- Born: 1972 (age 53–54) Malawi
- Citizenship: Malawian
- Education: University of Malawi (bachelor's degree) University of Derby (master's degree)
- Occupation: Business executive
- Years active: 2000–present
- Title: Group chief executive officer of Old Mutual Malawi Limited

= Edith Jiya =

Malawian corporate executive

Edith Jiya is a Malawian businesswoman and corporate executive who was the group chief executive officer of Old Mutual Malawi Limited. She also sat on the boards of approximately a dozen public and private Malawian companies and businesses.

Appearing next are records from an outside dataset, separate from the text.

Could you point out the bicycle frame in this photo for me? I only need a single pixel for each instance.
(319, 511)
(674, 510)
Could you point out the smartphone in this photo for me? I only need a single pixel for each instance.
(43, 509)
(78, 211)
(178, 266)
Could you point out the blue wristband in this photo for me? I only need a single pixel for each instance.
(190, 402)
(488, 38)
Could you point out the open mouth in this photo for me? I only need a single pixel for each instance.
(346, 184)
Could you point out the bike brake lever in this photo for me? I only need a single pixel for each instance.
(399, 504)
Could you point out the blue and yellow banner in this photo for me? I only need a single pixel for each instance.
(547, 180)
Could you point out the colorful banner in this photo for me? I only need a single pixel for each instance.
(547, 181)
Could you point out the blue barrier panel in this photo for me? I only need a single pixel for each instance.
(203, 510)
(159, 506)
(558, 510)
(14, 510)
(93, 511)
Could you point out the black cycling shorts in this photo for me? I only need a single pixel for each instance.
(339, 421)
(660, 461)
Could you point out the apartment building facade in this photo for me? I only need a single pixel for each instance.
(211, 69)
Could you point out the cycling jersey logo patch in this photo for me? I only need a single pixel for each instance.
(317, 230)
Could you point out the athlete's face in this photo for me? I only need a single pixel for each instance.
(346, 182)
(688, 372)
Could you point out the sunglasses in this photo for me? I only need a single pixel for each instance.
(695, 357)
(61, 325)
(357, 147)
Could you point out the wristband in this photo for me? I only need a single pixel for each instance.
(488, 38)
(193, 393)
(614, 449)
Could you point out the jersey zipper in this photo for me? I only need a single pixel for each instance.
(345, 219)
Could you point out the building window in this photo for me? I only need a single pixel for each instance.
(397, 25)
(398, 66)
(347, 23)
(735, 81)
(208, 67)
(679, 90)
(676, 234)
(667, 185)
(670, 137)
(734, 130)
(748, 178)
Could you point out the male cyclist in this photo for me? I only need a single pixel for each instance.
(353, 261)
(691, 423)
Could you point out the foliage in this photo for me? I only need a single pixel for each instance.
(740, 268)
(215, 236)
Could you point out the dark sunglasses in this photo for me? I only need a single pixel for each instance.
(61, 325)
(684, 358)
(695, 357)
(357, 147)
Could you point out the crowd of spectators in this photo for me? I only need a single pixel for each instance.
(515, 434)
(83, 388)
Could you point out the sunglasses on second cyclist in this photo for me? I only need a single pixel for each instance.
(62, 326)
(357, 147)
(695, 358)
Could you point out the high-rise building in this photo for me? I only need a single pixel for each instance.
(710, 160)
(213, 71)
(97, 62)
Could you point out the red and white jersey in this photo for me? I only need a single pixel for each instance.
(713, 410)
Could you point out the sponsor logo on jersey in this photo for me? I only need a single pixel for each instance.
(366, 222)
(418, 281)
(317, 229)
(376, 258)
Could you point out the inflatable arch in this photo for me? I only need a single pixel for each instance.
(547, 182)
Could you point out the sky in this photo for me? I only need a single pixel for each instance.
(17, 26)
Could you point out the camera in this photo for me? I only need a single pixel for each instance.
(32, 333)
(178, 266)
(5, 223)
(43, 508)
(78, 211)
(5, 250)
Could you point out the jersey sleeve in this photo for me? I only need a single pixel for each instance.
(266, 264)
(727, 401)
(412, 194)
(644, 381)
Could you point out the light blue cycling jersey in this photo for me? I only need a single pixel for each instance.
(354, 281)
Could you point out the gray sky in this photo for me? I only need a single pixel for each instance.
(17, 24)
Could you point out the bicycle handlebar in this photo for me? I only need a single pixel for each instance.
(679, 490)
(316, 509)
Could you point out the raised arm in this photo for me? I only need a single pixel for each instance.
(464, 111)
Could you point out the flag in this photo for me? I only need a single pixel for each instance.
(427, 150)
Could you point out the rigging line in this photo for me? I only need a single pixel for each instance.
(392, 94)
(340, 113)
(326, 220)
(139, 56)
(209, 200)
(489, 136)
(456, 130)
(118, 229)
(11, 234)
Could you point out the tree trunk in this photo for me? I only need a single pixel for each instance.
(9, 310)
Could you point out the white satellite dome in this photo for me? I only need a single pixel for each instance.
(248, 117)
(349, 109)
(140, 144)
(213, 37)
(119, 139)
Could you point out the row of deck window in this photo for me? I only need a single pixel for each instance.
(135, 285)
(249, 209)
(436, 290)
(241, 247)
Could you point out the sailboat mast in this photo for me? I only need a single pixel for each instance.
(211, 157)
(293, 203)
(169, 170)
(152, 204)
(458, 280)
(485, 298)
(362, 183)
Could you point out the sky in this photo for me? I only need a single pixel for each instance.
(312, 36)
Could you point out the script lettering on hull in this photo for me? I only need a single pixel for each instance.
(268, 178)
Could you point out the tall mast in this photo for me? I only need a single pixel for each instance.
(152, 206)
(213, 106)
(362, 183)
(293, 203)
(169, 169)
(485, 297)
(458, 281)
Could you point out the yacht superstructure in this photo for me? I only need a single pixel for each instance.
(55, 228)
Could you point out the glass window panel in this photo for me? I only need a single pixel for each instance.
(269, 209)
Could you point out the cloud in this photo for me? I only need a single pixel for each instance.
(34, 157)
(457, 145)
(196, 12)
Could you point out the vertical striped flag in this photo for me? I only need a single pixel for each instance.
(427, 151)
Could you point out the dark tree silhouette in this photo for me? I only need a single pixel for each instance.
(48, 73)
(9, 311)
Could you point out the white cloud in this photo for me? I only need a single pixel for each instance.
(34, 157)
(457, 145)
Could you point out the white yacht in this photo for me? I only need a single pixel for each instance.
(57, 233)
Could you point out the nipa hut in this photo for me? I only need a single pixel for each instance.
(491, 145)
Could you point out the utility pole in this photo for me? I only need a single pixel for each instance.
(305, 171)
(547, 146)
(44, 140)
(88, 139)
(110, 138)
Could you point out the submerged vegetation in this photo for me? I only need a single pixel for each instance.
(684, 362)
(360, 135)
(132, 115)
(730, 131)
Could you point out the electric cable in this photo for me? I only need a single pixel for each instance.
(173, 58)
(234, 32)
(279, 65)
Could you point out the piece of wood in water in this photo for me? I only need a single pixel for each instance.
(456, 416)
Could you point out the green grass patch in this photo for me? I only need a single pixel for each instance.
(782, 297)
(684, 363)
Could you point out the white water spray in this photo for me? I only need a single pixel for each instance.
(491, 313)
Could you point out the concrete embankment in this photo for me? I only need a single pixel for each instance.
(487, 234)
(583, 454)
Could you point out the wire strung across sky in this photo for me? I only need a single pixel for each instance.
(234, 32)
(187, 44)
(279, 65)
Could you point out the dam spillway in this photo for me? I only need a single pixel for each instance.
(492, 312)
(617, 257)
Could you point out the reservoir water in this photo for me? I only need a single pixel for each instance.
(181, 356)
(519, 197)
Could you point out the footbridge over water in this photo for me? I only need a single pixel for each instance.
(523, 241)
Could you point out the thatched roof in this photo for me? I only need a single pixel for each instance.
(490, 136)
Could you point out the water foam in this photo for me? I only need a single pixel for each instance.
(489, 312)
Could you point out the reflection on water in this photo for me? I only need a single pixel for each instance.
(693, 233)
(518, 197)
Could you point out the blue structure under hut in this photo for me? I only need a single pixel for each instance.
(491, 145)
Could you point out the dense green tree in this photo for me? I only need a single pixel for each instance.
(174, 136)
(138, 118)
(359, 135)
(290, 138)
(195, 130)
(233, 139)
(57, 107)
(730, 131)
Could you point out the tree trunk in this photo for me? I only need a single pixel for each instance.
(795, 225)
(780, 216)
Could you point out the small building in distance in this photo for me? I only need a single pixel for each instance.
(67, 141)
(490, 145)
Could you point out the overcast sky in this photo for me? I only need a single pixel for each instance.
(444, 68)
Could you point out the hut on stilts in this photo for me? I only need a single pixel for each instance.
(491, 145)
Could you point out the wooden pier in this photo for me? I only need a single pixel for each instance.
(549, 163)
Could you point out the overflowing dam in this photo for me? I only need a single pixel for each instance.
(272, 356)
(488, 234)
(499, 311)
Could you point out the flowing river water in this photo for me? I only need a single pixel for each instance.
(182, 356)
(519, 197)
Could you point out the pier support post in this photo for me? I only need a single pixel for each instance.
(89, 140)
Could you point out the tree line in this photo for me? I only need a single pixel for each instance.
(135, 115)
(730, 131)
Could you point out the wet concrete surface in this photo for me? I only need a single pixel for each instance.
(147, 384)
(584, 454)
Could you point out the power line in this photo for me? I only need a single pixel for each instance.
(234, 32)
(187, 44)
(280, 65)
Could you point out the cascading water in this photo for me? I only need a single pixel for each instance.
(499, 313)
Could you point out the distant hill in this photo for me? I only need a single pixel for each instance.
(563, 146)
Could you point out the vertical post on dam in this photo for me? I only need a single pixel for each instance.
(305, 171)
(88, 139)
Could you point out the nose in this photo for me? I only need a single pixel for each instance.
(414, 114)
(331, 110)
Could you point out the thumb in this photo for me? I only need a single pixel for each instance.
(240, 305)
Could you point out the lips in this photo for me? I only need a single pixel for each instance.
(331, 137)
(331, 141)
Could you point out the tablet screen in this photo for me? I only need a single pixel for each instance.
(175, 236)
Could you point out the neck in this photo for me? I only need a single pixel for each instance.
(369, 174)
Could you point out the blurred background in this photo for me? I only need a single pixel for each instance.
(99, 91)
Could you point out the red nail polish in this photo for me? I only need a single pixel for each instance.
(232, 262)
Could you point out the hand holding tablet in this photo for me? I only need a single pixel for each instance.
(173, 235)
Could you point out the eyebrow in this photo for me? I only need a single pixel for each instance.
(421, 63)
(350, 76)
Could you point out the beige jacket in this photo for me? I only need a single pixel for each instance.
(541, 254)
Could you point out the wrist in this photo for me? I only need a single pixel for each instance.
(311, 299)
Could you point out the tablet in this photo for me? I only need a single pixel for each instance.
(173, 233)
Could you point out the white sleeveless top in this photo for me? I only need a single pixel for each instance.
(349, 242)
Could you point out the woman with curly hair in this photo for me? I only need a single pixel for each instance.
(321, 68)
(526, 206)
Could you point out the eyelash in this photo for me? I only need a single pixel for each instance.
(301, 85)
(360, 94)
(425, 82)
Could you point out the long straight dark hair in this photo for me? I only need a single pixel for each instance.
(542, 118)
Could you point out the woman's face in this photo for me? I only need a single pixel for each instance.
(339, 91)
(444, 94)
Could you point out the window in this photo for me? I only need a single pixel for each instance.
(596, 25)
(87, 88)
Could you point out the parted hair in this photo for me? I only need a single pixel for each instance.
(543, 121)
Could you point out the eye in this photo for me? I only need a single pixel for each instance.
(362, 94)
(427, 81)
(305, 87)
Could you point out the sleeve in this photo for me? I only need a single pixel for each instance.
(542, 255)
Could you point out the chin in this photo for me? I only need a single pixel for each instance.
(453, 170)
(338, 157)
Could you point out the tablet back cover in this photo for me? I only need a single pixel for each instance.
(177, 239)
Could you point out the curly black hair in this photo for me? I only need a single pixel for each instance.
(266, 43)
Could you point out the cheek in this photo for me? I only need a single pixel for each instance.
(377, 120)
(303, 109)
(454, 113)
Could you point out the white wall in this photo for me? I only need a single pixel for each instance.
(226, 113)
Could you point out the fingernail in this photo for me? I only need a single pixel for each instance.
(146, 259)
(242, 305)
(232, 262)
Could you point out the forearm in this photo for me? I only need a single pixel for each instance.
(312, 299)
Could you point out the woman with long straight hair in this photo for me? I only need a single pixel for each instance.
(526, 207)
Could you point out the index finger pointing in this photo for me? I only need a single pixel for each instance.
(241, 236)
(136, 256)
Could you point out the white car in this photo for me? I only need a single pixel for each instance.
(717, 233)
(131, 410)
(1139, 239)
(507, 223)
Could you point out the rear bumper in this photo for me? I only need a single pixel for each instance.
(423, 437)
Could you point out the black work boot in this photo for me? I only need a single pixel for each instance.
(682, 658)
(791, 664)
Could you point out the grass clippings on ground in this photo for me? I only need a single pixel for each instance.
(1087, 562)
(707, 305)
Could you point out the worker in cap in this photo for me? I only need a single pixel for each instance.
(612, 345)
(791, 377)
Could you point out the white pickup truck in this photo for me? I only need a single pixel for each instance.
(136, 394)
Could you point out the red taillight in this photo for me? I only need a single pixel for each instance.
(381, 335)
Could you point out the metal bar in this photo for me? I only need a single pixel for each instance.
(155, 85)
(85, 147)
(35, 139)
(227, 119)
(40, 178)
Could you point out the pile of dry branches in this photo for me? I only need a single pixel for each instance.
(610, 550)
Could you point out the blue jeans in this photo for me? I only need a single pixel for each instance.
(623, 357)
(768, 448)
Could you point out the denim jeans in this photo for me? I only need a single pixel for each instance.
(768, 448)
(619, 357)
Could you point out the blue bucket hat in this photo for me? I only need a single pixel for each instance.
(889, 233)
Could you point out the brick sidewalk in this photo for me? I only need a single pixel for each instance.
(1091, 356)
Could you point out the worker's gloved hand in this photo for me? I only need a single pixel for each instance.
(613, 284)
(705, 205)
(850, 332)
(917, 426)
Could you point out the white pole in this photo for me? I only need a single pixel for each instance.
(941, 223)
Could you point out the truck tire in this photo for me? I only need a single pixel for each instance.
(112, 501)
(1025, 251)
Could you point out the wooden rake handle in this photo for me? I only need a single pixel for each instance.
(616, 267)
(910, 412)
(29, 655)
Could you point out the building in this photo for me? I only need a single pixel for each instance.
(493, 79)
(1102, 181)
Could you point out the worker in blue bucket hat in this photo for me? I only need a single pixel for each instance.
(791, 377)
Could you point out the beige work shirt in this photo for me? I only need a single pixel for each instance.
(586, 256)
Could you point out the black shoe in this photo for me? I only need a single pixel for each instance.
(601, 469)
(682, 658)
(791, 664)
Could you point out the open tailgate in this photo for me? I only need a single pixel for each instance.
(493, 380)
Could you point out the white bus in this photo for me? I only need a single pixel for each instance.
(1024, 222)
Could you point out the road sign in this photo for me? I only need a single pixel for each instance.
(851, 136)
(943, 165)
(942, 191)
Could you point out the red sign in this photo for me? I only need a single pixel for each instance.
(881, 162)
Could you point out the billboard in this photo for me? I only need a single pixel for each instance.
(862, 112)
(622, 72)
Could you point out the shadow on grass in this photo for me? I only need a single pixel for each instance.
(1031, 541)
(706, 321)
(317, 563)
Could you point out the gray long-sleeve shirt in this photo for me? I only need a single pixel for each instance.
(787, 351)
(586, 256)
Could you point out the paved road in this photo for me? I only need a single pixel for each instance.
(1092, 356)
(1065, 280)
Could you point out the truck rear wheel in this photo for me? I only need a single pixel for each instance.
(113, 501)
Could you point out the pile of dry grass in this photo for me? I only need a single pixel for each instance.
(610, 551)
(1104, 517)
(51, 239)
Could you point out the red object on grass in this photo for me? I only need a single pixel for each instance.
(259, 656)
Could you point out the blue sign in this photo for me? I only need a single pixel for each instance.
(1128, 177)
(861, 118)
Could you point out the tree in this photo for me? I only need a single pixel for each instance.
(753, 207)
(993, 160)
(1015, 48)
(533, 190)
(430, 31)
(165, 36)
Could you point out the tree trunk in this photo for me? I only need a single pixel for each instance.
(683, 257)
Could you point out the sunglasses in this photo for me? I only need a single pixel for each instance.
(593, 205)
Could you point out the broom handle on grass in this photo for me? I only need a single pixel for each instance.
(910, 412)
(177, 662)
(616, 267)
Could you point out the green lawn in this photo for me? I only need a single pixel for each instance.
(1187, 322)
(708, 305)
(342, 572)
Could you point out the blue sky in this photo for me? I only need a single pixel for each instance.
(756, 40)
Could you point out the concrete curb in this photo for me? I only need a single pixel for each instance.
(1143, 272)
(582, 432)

==Background and education==
She was born in Malawi and attended local elementary and secondary schools. She was admitted to the University of Malawi, where she graduated with a bachelor's degree. Later, she studied at the University of Derby, in the United Kingdom, where she obtained a master's degree. She is also a qualified Chartered Insurer, since 2013. Edith Jiya is an Associate Member of The Chartered Institute of Marketing and of the Chartered Insurance Institute.

==Career==
She started out as an aviation fuels business manager at BP Malawi Limited, serving in that capacity for over six years, from 2001 until 2007.

In 2007, she joined Old Mutual Malawi Limited. From 2011 Edith Jiya was the general manager of Old Mutual Life Assurance Company Malawi Limited, a subsidiary of Old Mutual Malawi Limited, serving there until 2015. In 2015, she was appointed as Acting Group CEO at Old Mutual Malawi Limited.

On 1 March 2017, she was appointed as substantive group CEO at Old Mutual Malawi Limited, replacing Chris Kapanga, who retired.

==Other considerations==
As of August 2020, in addition to her responsibilities as group CEO of Old Mutual Malawi Limited, Edith Jiya serves as the Chairperson of 1. Old Mutual Unit Trusts Company Malawi Limited 2. Old Mutual Investment Group Malawi and 3. Malawi Properties and Investments Company (Mpico)

In addition to all the above, she sits on the boards of the following Malawian companies and businesses:
1. FDH Bank 2. Malawi Telecommunications Limited 3. Ubuntu Limited 4. FDH Financial Holdings Limited 5. Holy Family College of Nursing & Midwifery 6. Insurance Institute of Malawi and 7. Open Connect Limited.